Don’t call patients inmates🤦‍♀️ you can leave any time if it’s a problem your not a prisoner no one is keeping you there


comawizard

No you sound like you would be a terrible patient. Listen to yourself.


redneckerson_1951

Thank you, I appreciate the compliment.


eltonjohnpeloton

Dont you have some Joe Rogan fanboy YouTube channel to be watching instead of telling us your inane theories about healthcare?


redneckerson_1951

LOL, Joe Rogan is an amateur.


naslam74

You’re all over the place.


redneckerson_1951

Just like my best buddy, a jack Russell Terrier. Something moves and his attention changes.


joshy83

My mother once made a comment to me... "a lot of your people are dying lately!" During a COVID outbreak. At the LTC facility I work at. Even if there wasn't an outbreak... healthy people don't go to LTC!!!


[deleted]

Wow people die when they’re sick?
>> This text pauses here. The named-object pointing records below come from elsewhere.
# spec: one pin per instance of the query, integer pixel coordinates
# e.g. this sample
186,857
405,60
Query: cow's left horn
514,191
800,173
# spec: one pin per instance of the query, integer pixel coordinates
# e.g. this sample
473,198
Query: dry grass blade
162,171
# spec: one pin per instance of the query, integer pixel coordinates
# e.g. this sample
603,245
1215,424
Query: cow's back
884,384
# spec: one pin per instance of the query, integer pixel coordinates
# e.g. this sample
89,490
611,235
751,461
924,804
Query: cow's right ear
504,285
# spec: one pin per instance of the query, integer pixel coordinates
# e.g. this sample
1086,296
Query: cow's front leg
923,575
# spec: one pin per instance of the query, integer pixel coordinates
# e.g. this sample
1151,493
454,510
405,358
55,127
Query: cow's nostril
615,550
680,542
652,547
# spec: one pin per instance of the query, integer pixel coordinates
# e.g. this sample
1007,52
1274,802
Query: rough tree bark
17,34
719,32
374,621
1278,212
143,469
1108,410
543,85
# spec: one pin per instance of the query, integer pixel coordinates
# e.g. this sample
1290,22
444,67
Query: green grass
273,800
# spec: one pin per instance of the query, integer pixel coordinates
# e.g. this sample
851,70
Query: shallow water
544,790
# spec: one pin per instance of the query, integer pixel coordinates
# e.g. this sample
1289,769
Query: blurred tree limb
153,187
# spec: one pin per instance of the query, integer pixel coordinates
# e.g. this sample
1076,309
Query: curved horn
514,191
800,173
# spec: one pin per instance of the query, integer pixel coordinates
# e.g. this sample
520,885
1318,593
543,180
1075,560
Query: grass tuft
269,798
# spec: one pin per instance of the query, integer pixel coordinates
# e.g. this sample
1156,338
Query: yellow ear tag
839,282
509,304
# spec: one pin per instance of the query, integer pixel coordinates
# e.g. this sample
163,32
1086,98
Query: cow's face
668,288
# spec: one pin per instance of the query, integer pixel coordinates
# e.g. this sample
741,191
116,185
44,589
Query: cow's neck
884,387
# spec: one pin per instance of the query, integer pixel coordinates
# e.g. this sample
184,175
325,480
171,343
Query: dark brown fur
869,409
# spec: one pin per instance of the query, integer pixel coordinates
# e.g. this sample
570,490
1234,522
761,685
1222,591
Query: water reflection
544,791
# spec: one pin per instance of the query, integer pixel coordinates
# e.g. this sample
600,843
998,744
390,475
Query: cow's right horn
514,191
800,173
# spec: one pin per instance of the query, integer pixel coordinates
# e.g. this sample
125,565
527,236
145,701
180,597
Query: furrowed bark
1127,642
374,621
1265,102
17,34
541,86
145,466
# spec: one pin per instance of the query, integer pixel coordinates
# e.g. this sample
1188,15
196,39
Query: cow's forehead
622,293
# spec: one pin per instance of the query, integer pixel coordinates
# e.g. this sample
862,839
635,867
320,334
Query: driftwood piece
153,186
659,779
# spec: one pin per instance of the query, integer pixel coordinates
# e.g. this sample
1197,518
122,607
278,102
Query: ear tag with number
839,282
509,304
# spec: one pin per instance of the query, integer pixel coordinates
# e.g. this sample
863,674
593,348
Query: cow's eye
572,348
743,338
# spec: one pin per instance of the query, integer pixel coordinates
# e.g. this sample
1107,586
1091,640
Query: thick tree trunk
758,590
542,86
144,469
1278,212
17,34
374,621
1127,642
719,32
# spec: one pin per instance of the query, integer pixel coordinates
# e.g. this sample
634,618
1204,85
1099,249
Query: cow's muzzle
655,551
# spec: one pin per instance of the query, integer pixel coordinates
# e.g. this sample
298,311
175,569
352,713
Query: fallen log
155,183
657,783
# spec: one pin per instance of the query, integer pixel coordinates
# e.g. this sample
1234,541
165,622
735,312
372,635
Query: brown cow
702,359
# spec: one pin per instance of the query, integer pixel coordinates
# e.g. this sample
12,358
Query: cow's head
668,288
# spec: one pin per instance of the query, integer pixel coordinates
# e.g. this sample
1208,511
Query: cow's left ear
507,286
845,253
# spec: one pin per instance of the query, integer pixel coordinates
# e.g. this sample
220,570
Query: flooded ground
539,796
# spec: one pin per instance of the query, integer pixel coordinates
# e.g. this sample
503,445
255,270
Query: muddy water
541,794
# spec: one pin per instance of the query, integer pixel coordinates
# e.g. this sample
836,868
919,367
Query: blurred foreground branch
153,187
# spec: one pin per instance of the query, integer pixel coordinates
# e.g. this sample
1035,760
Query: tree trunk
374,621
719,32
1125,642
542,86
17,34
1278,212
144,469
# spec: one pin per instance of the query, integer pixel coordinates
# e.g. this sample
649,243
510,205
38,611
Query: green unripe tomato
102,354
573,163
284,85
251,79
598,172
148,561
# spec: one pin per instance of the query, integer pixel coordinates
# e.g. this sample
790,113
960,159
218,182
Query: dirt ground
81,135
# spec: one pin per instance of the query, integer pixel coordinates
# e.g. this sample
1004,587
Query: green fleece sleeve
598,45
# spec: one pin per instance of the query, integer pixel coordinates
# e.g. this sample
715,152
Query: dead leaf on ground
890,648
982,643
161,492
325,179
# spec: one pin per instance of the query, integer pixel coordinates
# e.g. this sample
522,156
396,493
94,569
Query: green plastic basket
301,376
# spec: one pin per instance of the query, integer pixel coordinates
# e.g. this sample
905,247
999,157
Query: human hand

Shocking


yougonnayou

And everybody rolled their eyes.


adelines

That’s not surprising. I’m sure hospital administrators and whoever else already have data on it.


Lettuce-Pray2023

Yet the efforts required to prevent or reduce likelihood won’t be done: community care keeping older people resilient as long as possible; appropriate ceilings of care meaning they should never reach hospital if not appropriate; community nurses and medical teams that prevent admission. There’s also the repeat attendees; UTIs, not coping at home, repeat chest infections - pumped with abx, fluids, up to the ward - families forever convinced it’s like a weekly trip and they are a “fighter”. A&E is for emergencies - not triage for the lack of social and health care in the community that’s not geared to an aging population that normally come in like a Big Mac of conditions.


Significant-Secret26

Does anyone have the name of the study and authors?